A Chinese artist is trying to promote his philosophy of ecological restoration among the U.S. public to raise people's awareness to save the planet.
Zhu Renmin, ink painting artist and director of joint research center for ecological restoration at Zhejiang University, brings more than 100 pieces of his artworks to Silicon Valley for permanent exhibition, which is expected to open at a gallery in Sunnyvale, California, on Sunday.
The artworks, including paintings, sculptures and sketches, all stem from Zhu's philosophy of a hands-on ecology through art and artistic interventions to save the planet, he said.
Zhu has been engaged in ecological restoration projects in China for the last four decades. His projects include Lotus Island, an island ecological landscape restoration in the East China Sea, the Lake Mingcui National Wetland Park, a desert ecological landscape restoration in the Ningxia Hui Autonomous Region, and Gushui street, the Grand Canal ecological landscape restoration in Zhejiang Province.

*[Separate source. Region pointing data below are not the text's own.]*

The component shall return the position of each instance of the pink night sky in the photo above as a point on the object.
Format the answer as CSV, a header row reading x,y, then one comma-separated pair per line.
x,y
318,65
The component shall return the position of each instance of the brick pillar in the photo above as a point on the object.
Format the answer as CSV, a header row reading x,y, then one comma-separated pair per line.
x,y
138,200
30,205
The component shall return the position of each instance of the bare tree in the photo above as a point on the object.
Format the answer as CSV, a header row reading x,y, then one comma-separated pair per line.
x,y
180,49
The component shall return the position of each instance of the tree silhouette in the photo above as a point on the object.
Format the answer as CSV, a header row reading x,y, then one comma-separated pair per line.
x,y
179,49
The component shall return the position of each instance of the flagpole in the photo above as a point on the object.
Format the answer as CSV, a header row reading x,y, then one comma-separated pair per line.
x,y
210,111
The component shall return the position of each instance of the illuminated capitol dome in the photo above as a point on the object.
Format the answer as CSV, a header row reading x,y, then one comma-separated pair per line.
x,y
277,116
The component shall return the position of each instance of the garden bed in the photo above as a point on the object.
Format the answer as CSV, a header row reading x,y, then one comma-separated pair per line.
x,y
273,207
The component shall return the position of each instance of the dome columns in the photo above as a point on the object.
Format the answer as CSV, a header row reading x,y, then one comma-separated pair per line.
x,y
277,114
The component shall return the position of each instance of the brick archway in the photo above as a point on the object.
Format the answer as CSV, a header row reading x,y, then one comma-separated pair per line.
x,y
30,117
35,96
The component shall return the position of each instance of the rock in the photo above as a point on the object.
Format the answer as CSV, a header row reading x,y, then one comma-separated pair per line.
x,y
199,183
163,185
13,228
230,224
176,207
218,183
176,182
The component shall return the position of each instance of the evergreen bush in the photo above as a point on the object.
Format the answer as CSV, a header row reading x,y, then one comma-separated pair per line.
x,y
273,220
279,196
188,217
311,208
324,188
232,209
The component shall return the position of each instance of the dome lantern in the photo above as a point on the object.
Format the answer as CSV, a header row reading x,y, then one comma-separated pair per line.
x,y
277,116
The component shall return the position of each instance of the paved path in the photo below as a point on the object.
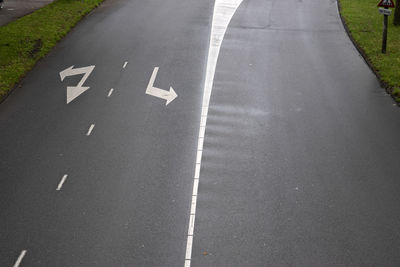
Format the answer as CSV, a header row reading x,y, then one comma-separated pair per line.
x,y
279,150
14,9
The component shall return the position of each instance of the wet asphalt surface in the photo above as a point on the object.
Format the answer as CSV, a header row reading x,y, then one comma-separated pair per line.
x,y
300,155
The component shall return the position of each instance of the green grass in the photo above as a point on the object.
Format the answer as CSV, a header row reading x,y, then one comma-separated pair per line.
x,y
365,24
26,40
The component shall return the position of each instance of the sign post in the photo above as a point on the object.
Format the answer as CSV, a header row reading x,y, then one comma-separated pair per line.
x,y
386,12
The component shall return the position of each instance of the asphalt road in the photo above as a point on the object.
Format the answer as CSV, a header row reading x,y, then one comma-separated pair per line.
x,y
299,163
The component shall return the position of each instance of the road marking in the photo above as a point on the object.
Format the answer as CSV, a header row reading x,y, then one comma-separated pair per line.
x,y
62,182
160,93
75,91
223,12
19,260
110,92
90,130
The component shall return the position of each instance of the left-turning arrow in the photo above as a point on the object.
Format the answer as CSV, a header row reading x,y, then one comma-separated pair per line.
x,y
74,91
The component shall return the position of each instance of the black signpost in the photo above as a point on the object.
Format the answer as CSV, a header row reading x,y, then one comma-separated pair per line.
x,y
386,12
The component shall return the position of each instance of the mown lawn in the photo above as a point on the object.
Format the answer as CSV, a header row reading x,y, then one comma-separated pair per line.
x,y
365,24
26,40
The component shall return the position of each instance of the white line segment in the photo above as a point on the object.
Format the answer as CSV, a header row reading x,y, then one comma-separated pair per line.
x,y
110,92
19,260
62,182
90,130
223,12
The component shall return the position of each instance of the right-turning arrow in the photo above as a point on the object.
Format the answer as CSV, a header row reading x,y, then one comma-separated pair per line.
x,y
160,93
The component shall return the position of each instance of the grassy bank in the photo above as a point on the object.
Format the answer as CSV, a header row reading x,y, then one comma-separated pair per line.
x,y
365,25
26,40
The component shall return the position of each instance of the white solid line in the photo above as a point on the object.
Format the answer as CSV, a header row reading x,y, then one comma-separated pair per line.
x,y
90,130
195,187
198,157
62,182
110,92
223,12
188,250
203,121
191,224
200,144
202,131
19,260
193,207
197,171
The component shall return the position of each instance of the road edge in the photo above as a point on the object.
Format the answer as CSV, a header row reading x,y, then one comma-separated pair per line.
x,y
361,51
22,78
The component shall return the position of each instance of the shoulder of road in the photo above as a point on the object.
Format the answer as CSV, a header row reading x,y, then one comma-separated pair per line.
x,y
364,24
27,39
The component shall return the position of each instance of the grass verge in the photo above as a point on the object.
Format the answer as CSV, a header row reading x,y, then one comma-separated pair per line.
x,y
365,25
24,41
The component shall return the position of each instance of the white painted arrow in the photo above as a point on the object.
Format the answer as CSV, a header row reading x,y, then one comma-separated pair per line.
x,y
75,91
160,93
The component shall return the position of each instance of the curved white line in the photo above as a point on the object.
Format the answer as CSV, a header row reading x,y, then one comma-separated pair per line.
x,y
223,12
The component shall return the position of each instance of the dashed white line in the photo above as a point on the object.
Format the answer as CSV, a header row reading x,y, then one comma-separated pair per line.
x,y
110,92
19,260
223,12
62,182
90,130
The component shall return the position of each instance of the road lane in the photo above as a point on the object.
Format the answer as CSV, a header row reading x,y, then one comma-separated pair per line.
x,y
126,199
300,156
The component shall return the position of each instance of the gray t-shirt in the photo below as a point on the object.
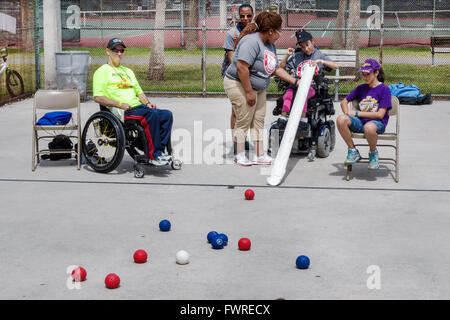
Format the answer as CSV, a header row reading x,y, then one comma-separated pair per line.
x,y
297,60
262,58
228,45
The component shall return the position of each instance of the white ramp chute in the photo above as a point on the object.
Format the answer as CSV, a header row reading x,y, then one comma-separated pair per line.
x,y
279,165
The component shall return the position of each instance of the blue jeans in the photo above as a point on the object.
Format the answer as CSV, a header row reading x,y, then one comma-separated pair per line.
x,y
358,126
157,125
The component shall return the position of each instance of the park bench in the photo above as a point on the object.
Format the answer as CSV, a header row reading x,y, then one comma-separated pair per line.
x,y
439,44
344,59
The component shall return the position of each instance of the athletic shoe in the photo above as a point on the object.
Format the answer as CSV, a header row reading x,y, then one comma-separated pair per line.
x,y
373,160
242,160
262,159
352,157
246,146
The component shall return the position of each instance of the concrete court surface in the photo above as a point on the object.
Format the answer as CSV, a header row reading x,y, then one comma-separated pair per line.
x,y
368,238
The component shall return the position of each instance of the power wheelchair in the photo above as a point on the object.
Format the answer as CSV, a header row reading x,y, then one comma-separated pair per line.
x,y
320,137
105,139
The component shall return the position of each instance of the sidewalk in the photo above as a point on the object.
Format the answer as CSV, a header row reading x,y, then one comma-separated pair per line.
x,y
57,216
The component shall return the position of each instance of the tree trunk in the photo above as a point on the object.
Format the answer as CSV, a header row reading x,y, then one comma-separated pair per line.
x,y
156,65
192,22
338,36
353,36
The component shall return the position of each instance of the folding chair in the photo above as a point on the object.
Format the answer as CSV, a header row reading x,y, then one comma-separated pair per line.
x,y
56,100
393,137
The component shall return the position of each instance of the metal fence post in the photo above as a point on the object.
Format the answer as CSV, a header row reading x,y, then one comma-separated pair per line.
x,y
204,51
37,45
381,31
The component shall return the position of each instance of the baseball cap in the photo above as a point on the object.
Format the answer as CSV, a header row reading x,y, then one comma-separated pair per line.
x,y
370,65
303,36
115,42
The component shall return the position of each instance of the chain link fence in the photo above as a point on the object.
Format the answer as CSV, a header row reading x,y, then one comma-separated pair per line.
x,y
175,47
17,50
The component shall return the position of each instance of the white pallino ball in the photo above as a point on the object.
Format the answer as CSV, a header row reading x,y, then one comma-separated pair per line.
x,y
182,257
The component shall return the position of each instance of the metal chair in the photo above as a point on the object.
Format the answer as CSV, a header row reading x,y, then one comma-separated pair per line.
x,y
393,137
56,100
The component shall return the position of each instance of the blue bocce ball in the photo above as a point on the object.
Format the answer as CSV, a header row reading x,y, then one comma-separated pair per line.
x,y
224,238
302,262
164,225
217,242
210,235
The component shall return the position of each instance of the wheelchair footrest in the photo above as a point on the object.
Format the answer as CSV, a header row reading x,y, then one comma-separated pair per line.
x,y
141,159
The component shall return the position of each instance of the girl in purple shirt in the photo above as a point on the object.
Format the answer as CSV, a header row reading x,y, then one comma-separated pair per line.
x,y
372,115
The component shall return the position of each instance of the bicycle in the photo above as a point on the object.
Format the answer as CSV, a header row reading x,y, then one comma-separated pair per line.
x,y
14,81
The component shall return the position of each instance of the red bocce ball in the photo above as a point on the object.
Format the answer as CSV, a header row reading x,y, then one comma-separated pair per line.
x,y
249,194
244,244
140,256
112,281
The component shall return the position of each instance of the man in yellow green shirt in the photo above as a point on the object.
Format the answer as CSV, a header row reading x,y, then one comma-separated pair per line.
x,y
117,88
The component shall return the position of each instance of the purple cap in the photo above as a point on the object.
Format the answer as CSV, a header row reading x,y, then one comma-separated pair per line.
x,y
303,35
370,65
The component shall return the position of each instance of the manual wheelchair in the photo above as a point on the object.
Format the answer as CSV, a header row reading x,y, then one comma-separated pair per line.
x,y
320,137
105,139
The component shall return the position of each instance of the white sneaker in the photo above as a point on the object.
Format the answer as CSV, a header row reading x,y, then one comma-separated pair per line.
x,y
242,160
262,159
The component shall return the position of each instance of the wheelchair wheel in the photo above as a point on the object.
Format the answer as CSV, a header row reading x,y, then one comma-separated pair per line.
x,y
324,143
103,141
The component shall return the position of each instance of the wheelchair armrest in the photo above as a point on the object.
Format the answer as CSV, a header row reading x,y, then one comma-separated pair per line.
x,y
104,108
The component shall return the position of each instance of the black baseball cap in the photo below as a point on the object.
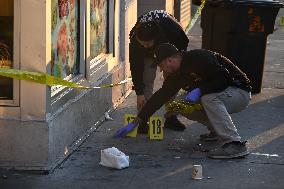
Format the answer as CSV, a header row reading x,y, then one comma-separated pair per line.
x,y
147,31
162,51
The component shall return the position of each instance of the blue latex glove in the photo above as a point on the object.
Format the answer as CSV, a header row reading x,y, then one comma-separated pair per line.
x,y
125,130
193,96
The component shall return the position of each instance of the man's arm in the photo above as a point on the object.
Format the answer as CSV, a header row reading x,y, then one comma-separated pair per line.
x,y
170,87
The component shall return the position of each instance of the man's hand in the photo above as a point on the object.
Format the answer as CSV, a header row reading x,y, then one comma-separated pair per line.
x,y
193,96
141,101
125,130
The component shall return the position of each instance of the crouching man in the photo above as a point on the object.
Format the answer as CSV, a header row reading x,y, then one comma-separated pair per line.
x,y
220,86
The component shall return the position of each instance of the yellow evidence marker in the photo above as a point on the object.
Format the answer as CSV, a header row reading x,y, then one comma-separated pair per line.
x,y
156,128
128,118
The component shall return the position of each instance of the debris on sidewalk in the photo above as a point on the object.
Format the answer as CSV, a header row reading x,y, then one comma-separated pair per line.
x,y
114,158
197,172
107,116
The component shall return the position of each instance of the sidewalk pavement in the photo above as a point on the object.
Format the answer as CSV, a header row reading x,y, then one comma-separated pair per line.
x,y
168,163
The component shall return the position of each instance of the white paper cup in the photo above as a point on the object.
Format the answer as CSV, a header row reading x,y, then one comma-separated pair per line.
x,y
197,172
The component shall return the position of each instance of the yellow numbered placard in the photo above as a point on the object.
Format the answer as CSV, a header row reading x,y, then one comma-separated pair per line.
x,y
281,22
156,128
128,118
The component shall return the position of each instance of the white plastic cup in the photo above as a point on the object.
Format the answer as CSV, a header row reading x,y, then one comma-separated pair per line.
x,y
197,172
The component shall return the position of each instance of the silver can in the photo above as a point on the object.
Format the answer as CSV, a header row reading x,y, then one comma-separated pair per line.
x,y
197,172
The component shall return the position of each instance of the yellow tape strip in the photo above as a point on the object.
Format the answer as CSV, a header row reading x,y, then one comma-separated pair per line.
x,y
47,79
195,17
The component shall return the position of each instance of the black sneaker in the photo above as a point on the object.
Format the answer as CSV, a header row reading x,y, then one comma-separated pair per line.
x,y
234,149
174,124
208,137
143,128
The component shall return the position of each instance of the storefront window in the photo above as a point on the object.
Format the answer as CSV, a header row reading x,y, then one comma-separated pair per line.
x,y
6,46
65,37
99,27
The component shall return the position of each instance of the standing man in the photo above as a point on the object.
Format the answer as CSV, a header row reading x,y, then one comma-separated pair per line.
x,y
220,86
151,29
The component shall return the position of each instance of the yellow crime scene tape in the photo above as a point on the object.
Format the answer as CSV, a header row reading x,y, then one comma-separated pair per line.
x,y
43,78
195,17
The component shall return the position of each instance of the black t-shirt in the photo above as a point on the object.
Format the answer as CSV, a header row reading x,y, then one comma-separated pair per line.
x,y
169,31
204,69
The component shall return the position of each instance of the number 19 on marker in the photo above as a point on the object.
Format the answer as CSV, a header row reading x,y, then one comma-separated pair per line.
x,y
156,128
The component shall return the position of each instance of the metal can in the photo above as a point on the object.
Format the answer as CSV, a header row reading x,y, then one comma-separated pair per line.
x,y
197,172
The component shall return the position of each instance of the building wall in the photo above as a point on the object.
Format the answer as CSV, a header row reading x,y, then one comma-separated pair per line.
x,y
44,127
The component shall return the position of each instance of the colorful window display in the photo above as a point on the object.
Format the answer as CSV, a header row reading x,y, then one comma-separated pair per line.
x,y
65,37
6,46
99,27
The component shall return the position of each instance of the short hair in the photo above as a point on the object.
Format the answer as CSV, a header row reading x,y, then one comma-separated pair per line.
x,y
147,31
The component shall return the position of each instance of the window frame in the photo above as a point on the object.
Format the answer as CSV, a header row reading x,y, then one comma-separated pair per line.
x,y
90,70
15,102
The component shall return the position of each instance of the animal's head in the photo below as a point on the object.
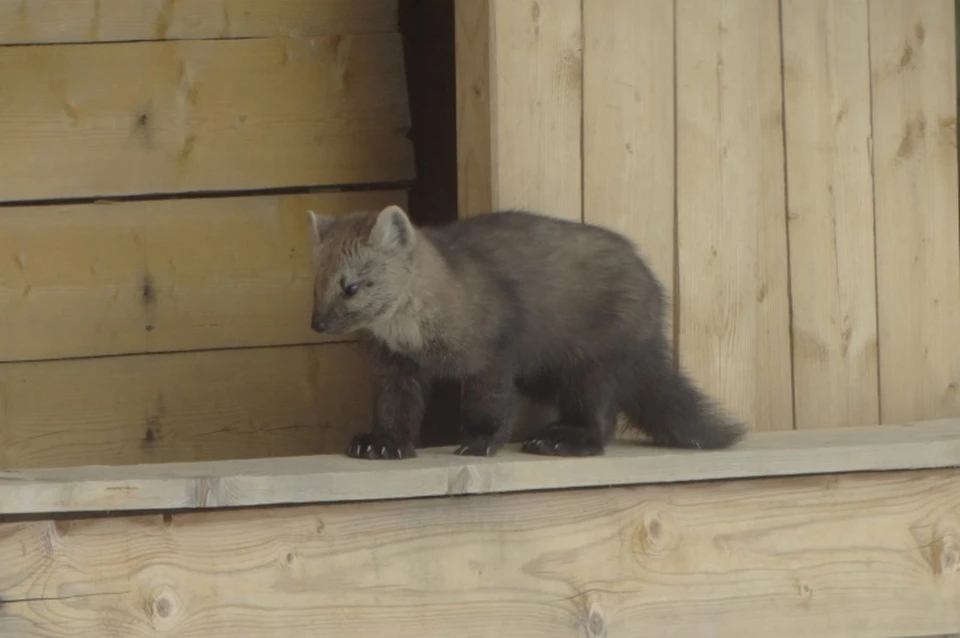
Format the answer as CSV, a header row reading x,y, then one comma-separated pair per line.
x,y
363,265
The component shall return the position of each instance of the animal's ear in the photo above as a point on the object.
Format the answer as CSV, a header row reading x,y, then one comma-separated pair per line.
x,y
393,229
318,224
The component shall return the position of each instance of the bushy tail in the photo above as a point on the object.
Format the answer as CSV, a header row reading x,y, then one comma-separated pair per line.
x,y
664,403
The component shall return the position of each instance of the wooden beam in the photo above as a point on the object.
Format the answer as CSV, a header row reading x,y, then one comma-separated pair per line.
x,y
830,212
174,275
519,106
734,321
866,555
914,80
438,472
135,118
55,21
186,406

During a seminar, entitled "Art Saves Ecology," hosted by the art and art history department of Stanford University on Wednesday night, Zhu introduced to the U.S. audience his accomplishments through those projects.
He said his process of ecological restoration includes three phases: spiritual ecology -- meditating on the projects, natural ecology -- completing the projects in the environment and cultural ecology -- spreading this philosophy to the younger generation.
Trained as a traditional Chinese painting artist, Zhu said "My art should serve the mankind and environment" when he realized that the environment was devastated.
He said he used his own money to build the Putuo Lotus Island, which had almost disappeared because of land reclamation. Now it is a free visitors' destination and open to the public.
Economic development activities have caused more than 700 islands to vanish due to various reasons, which damaged the marine environment and triggered natural and cultural problems, said Zhu.
He then purchased the Lotus Island, and it took him 15 years of planning, design and construction to complete the project in what he called "the embodiment of my conception of spiritual, natural and cultural ecology."
Zhu said he might be the first person in the world to integrate ecological restoration with art and he believed that his philosophy and artworks, with strong traditional characters, would appeal to the international audience and benefit the mankind.
Having a permanent show in Silicon Valley, the birthplace of U.S. innovation, Zhu also said he would employ new tools of high-tech and even robotics, in his future projects.